Compared to 2018, when Uganda had 42,729,036 people by the midnight of December 31, Uganda will have increased its population by 1,538,558 people in 12 months. That is 128,213 babies born per month and 32,053 per week.

Some districts get more babies than others, but on average, Uganda will have got 4,579 babies per day, which is 191 per hour and three babies per minute in 2019.

At that rate, Uganda will close the year with a 3.2% population growth rate and become the fifth highest in the world. With this population, the country will also become the 32nd in the world in numbers.

In biology or human geography, population growth is the increase in the number of individuals in a country.

When it is high, there is fear that people begin putting a strain on natural resources, food, and fuel supplies, employment, housing, etc. Ironically, countries with high population growth are the poorest in economic development.

The world's leading countries in population growth are South Sudan (3.83%), Angola (3.52%), Malawi (3.31%) and Burundi (3.25%).

In the East African Community, Kenya is better off with a smaller population growth at 1.69%, followed by DR Congo (2.37%), Rwanda (2.45%) and Tanzania (2.75%).

In some countries, the population is declining, especially in eastern Europe, mainly due to low fertility rates and emigration.

However, economists are now worried that many countries are declining into negative growth rates. The worst-hit are several islands in the pacific.

Bigger countries include Lebanon (-1.1%), Croatia (-0.5%), Japan (-0.21),

Germany (-0.61), Russia (-0.08 and Greenland (-0.03%) Population growth rates vary by world region, with the highest growth rates in Sub- Saharan Africa and the lowest in Europe.

For example, from 1950 to 2010, Sub-Saharan Africa grew over three-anda- half times, from about 186 million to 856 million.

On the other hand, Europe only increased by 35%, from 547 million in 1950 to 738 million in 2010.

As a result of these varying population growths, Sub- Saharan Africa changed from 7.4% of the world population in 1950 to 12.4% in 2010, while Europe declined from 22% to 11% in the same time period.

 
Hosting refugees

On a positive note, Uganda broke into the world's top 10 for hosting refugees in 2019. According to the United Nations High Commissioner for Refugees, Uganda came fourth for hosting a total of 1.2 million refugees.

The top host has been Turkey with 3.7 million refugees, followed by Lebanon 1.5 million, Pakistan 1.4 million.

After Uganda, we have South Sudan in the fifth position with 1.1 million, Germany 1.09 million, Iran 978,000 and Ethiopia 742,700.

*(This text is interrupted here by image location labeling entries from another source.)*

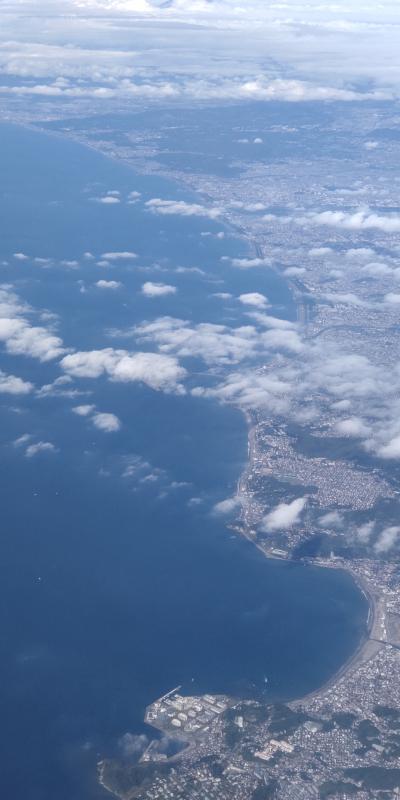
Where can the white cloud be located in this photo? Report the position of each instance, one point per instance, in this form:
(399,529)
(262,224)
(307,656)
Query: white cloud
(150,289)
(109,423)
(10,384)
(123,255)
(181,208)
(284,515)
(107,200)
(159,372)
(363,219)
(108,284)
(392,297)
(391,449)
(225,507)
(40,447)
(254,299)
(84,410)
(17,333)
(249,263)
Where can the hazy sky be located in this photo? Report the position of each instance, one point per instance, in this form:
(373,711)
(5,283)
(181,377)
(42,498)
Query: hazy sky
(187,48)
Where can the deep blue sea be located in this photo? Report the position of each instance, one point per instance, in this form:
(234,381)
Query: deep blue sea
(115,589)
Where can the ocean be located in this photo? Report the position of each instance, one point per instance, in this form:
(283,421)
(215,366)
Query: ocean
(117,581)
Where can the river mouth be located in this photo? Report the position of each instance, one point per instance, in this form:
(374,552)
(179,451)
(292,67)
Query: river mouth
(121,581)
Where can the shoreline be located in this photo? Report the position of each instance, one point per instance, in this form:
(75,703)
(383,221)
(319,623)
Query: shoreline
(357,657)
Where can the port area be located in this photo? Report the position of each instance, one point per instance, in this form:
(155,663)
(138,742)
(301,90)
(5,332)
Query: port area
(186,714)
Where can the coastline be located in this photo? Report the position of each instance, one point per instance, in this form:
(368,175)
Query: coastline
(361,652)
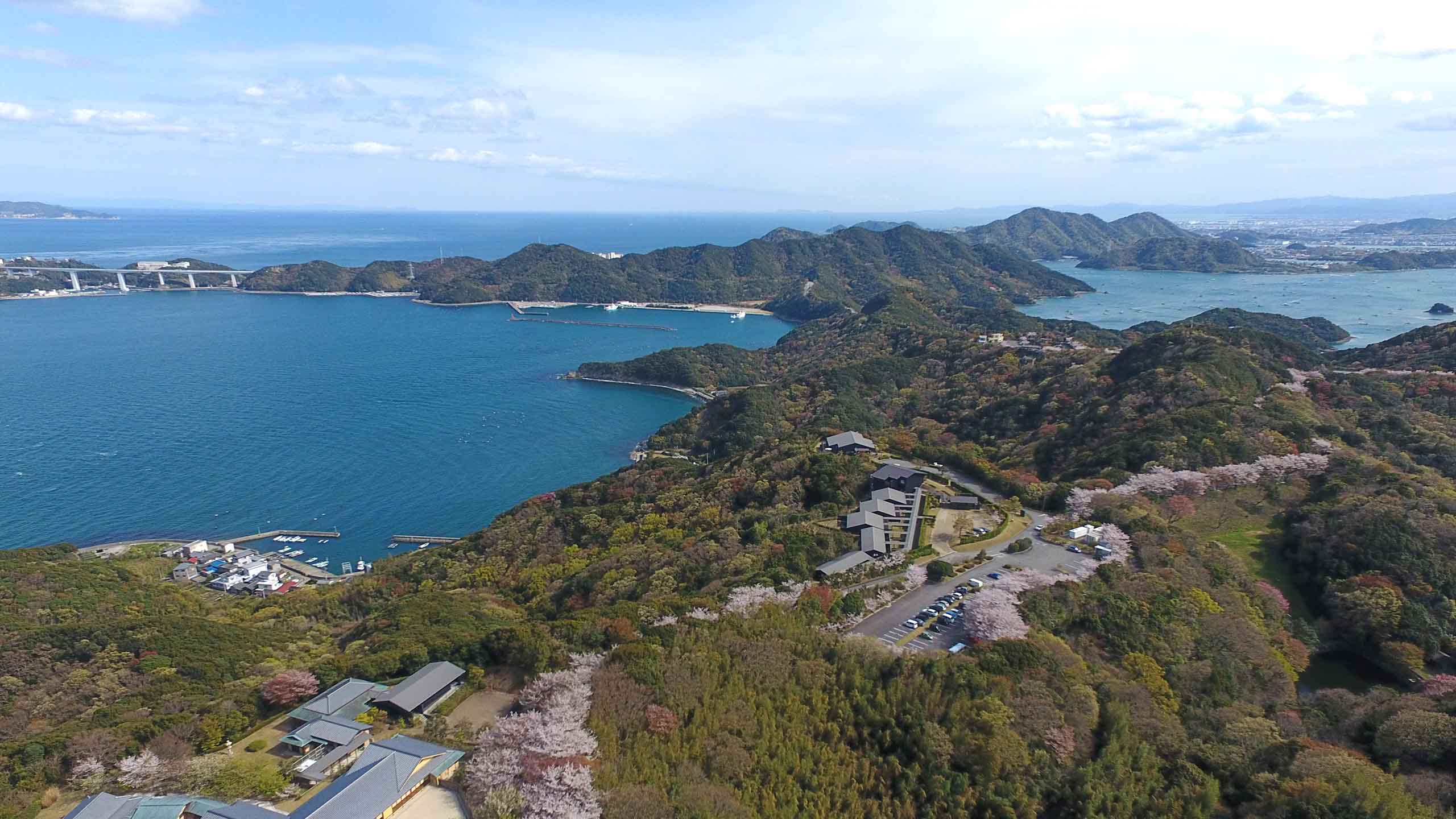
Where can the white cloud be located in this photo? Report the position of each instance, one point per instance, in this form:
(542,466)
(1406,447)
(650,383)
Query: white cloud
(47,56)
(1442,120)
(360,148)
(1047,143)
(1327,91)
(123,121)
(15,113)
(299,92)
(1405,97)
(541,164)
(137,11)
(464,156)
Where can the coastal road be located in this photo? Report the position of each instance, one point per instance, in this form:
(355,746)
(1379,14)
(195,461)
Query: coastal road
(886,624)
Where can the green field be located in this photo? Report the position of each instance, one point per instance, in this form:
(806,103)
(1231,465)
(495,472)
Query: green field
(1244,522)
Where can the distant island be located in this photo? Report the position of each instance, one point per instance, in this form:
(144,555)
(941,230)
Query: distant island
(41,210)
(1193,254)
(1043,234)
(1401,260)
(872,225)
(1315,333)
(794,274)
(1408,228)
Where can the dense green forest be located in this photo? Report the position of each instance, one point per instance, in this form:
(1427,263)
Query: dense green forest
(1163,687)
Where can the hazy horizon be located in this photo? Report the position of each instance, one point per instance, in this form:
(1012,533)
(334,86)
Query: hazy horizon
(809,107)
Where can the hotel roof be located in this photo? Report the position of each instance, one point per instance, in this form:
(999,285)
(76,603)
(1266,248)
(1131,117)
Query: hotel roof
(421,685)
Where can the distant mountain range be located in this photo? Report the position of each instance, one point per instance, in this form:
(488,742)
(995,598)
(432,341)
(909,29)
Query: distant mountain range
(1183,253)
(1315,333)
(1408,228)
(41,210)
(1044,234)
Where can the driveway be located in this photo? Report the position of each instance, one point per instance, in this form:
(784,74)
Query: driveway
(435,802)
(886,624)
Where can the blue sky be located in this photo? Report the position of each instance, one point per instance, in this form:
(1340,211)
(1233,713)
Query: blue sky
(650,105)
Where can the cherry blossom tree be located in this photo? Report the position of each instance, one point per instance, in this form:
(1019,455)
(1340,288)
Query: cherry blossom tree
(1439,685)
(88,774)
(541,754)
(142,771)
(290,687)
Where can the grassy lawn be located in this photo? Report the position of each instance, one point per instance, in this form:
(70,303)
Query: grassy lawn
(1246,525)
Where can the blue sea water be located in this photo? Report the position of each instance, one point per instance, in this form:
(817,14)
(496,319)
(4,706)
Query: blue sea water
(1372,307)
(210,414)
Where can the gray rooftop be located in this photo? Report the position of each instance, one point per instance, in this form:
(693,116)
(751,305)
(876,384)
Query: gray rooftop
(861,519)
(872,540)
(893,496)
(346,698)
(379,777)
(880,507)
(326,729)
(242,810)
(848,439)
(843,563)
(421,685)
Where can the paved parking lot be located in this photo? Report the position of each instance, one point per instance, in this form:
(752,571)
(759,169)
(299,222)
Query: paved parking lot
(887,624)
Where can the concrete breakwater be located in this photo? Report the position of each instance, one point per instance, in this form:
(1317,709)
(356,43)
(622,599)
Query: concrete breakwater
(532,318)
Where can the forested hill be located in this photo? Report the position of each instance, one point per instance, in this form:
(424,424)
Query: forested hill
(1423,349)
(1314,331)
(1408,228)
(1181,254)
(1158,687)
(799,278)
(1043,234)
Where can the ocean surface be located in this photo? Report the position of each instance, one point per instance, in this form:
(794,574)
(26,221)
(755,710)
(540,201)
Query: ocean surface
(1372,307)
(217,414)
(255,239)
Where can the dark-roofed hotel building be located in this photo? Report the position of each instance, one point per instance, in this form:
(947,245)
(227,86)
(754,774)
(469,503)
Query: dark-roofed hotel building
(423,690)
(896,478)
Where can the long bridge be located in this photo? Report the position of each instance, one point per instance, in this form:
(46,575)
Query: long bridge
(121,276)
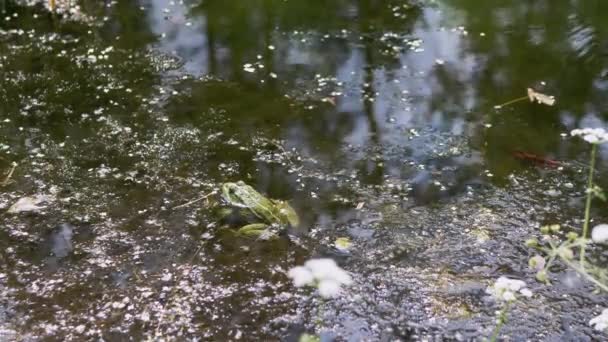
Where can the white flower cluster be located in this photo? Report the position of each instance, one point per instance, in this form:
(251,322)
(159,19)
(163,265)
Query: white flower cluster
(600,323)
(591,135)
(325,274)
(505,289)
(599,233)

According to the UN annual Global Trends Report, the number of people fleeing war, persecution, and conflict exceeded 70 million in 2019, the highest level that the UN has seen in its almost 70 years.

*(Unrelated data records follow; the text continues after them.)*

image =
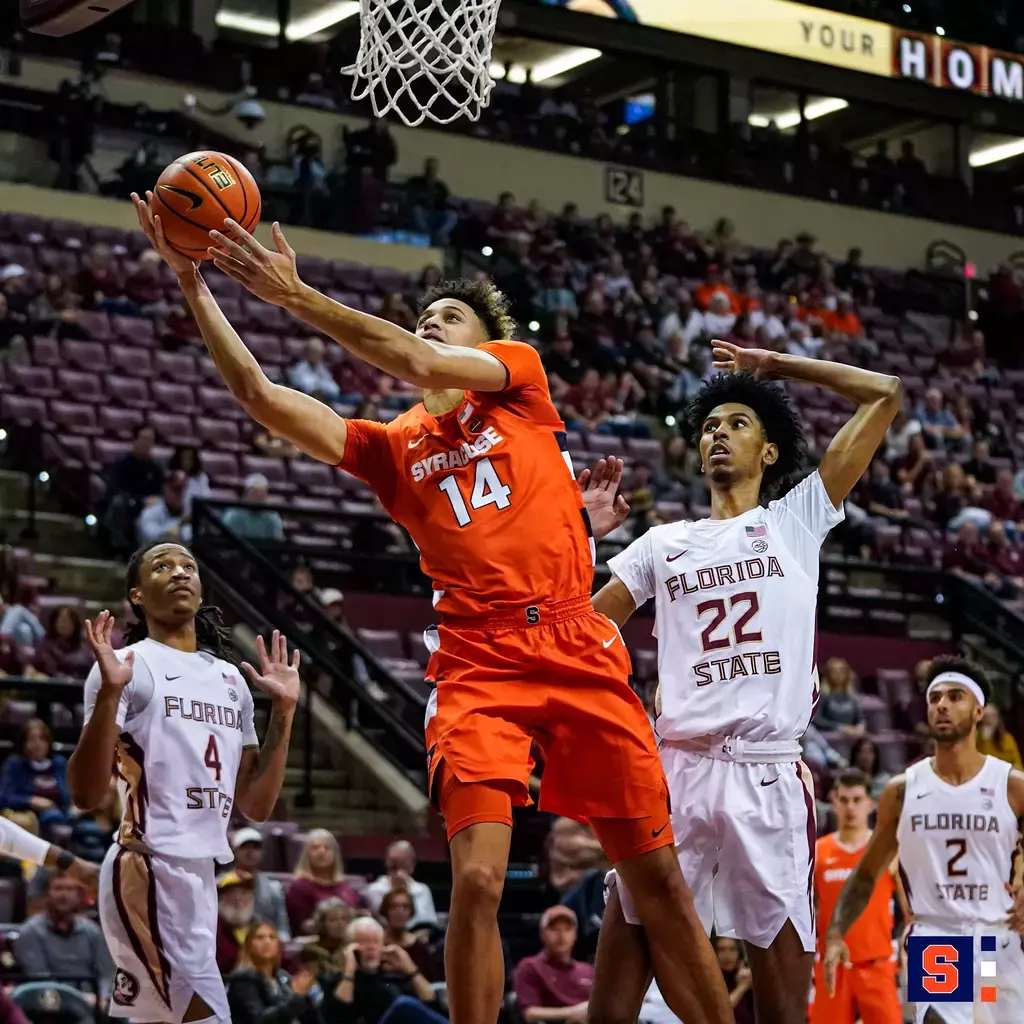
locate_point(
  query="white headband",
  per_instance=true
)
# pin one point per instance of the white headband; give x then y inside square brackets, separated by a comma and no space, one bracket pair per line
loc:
[957,679]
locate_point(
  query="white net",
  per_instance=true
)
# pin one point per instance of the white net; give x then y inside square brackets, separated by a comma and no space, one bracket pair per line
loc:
[425,58]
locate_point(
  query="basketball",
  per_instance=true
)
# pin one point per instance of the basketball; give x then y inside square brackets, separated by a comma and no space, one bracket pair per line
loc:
[195,195]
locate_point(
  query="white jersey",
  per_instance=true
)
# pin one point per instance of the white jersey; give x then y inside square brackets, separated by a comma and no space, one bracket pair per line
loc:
[183,721]
[957,846]
[735,603]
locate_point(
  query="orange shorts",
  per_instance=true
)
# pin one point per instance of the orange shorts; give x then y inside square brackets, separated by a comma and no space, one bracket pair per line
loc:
[864,990]
[557,675]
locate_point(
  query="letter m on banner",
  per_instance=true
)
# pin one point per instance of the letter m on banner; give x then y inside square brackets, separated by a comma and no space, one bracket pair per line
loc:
[940,969]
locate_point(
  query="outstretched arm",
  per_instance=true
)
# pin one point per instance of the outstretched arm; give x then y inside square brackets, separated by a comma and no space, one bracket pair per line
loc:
[878,858]
[878,397]
[304,421]
[272,276]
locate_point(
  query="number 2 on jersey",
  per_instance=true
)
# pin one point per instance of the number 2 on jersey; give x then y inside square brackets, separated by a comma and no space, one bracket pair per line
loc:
[487,489]
[748,602]
[212,758]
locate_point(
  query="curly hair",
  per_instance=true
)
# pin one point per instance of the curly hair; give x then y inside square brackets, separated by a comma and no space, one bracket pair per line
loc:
[779,421]
[211,633]
[482,297]
[955,663]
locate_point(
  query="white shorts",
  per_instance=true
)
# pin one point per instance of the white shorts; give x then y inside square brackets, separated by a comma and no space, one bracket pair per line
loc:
[744,836]
[1009,980]
[159,915]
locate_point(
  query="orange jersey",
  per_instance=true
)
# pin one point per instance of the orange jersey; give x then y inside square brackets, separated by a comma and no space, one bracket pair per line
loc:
[870,937]
[486,493]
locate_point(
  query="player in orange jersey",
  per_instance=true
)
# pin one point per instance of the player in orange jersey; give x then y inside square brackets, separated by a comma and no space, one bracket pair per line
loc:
[479,475]
[866,985]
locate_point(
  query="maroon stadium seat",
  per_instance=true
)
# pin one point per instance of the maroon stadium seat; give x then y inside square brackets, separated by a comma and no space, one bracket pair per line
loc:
[37,381]
[131,359]
[177,397]
[89,355]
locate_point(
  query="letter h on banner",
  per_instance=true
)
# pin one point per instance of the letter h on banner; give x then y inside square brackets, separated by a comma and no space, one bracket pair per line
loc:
[940,969]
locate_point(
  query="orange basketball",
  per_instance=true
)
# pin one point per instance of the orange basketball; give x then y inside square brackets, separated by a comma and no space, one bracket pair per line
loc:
[197,193]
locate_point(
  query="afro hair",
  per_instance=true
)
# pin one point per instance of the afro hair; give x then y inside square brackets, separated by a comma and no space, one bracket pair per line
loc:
[489,304]
[954,663]
[772,407]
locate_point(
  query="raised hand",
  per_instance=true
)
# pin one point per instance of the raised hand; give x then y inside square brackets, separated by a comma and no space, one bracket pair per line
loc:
[268,274]
[606,508]
[276,676]
[113,672]
[154,228]
[731,357]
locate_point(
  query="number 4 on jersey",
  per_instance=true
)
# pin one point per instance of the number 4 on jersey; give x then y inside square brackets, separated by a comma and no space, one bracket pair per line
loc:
[487,489]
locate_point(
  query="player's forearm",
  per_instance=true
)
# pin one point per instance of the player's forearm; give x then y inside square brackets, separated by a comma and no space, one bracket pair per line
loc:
[91,763]
[852,900]
[260,792]
[860,386]
[237,366]
[376,341]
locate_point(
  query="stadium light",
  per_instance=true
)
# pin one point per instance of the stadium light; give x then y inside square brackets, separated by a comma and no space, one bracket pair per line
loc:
[813,111]
[993,154]
[300,28]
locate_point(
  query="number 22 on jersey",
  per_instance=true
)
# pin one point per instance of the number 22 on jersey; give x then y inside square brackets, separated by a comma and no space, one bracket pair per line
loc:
[487,489]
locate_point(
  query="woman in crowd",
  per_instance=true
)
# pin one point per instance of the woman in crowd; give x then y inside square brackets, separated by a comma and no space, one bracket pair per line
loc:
[186,458]
[62,651]
[994,738]
[331,920]
[260,992]
[318,876]
[20,621]
[396,912]
[34,783]
[864,756]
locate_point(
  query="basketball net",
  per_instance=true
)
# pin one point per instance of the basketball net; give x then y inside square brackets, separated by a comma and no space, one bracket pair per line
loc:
[424,61]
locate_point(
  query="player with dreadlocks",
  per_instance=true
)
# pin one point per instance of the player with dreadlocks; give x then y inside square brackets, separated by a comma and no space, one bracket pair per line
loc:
[174,717]
[479,475]
[735,597]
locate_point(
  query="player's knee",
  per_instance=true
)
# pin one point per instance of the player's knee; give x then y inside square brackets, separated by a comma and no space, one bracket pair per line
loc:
[479,883]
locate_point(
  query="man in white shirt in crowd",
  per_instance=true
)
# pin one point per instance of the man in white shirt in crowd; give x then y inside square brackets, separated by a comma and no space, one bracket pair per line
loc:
[399,860]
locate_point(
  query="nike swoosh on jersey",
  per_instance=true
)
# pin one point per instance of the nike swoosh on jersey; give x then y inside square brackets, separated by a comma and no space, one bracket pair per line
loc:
[194,198]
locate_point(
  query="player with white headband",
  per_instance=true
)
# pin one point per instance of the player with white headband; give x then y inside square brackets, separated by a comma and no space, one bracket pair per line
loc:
[954,821]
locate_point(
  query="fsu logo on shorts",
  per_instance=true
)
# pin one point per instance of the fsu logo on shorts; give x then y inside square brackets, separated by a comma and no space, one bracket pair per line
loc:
[125,988]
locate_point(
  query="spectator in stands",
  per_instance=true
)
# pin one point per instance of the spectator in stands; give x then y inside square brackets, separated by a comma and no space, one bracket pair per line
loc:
[431,207]
[839,709]
[188,461]
[312,375]
[255,524]
[737,979]
[166,518]
[59,944]
[260,992]
[396,912]
[92,832]
[399,861]
[377,979]
[235,918]
[331,921]
[980,464]
[864,757]
[551,985]
[34,781]
[942,430]
[994,738]
[318,876]
[62,651]
[20,621]
[268,896]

The number of people forcibly displaced is double the level of 20 years ago.

The 70.8 million figure is conservative and 57% of them come from Syria, South Sudan, and Afghanistan.

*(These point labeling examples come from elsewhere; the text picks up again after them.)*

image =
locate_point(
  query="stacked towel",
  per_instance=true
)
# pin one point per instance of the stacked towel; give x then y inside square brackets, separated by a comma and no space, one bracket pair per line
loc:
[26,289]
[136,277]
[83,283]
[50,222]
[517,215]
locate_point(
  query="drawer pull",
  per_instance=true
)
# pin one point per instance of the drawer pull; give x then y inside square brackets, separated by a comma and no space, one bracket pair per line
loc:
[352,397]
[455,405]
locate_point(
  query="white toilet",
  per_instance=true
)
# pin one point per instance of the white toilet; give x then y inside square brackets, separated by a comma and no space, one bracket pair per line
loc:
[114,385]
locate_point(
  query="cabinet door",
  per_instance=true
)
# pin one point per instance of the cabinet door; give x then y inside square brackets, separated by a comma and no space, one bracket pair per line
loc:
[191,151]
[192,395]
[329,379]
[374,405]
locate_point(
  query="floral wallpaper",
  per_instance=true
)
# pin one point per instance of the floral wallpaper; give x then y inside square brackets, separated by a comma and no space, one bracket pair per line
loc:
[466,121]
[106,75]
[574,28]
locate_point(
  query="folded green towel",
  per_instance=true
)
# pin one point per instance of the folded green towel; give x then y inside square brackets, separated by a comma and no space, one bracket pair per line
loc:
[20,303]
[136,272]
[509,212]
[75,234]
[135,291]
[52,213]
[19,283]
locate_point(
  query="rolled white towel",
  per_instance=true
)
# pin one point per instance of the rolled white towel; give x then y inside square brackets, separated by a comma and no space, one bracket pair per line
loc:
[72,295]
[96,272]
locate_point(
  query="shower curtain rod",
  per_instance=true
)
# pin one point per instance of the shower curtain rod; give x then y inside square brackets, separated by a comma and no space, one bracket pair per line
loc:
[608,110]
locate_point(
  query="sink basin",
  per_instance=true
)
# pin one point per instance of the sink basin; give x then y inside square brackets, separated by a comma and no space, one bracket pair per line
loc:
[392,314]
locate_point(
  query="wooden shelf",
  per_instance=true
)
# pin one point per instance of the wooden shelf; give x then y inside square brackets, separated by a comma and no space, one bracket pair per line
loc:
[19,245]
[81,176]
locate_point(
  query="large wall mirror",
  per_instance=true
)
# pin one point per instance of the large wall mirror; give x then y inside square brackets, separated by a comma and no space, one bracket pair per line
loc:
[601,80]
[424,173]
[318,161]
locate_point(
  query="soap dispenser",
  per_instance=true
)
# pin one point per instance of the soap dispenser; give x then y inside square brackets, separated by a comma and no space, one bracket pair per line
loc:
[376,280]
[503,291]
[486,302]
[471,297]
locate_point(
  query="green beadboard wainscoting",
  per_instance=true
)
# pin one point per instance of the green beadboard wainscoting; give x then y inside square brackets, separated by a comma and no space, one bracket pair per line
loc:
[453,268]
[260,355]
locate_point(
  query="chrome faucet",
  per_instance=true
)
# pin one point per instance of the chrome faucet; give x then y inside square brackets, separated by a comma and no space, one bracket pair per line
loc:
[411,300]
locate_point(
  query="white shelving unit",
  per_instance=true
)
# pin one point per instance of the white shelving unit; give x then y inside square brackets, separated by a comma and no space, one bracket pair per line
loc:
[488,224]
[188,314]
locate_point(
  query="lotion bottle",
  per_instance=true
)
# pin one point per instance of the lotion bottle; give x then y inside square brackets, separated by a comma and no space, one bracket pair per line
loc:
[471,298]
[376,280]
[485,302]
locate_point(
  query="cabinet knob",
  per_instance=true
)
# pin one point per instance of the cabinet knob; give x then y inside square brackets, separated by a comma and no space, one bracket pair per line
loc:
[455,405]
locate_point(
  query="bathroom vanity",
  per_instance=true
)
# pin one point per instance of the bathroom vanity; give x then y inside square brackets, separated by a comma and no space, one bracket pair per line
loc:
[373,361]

Uganda is the largest refugee hosting country in Africa, with refugees from mostly South Sudan, DR Congo, Burundi and Somalia.

Other large hosts in Africa are Kenya, Sudan, DRC and Ethiopia.

The refugee population in Uganda has been growing since 2013.

Uganda continues to maintain a policy of accepting refugees despite the country's challenges. Humanitarian experts applauded Uganda and are committed to help out financially.

"It is necessary for the international community to recognise that Uganda has had an exemplary refugee policy in the past and even today, faced with the largest refugee inflow of the past year, Uganda remains a symbol of the integrity of the refugee protection regime that, unfortunately, is not being respected everywhere in the world," UN Secretary-General António Guterres said in June 2017.

Uganda's refugee policy guarantees freedom of movement and the right to employment, education and health, as well as the right to start a business.

The Government also provides refugees with plots of land so that they can farm and construct shelters. It empowers refugees to become economically self-reliant, while granting them the same rights that citizens enjoy.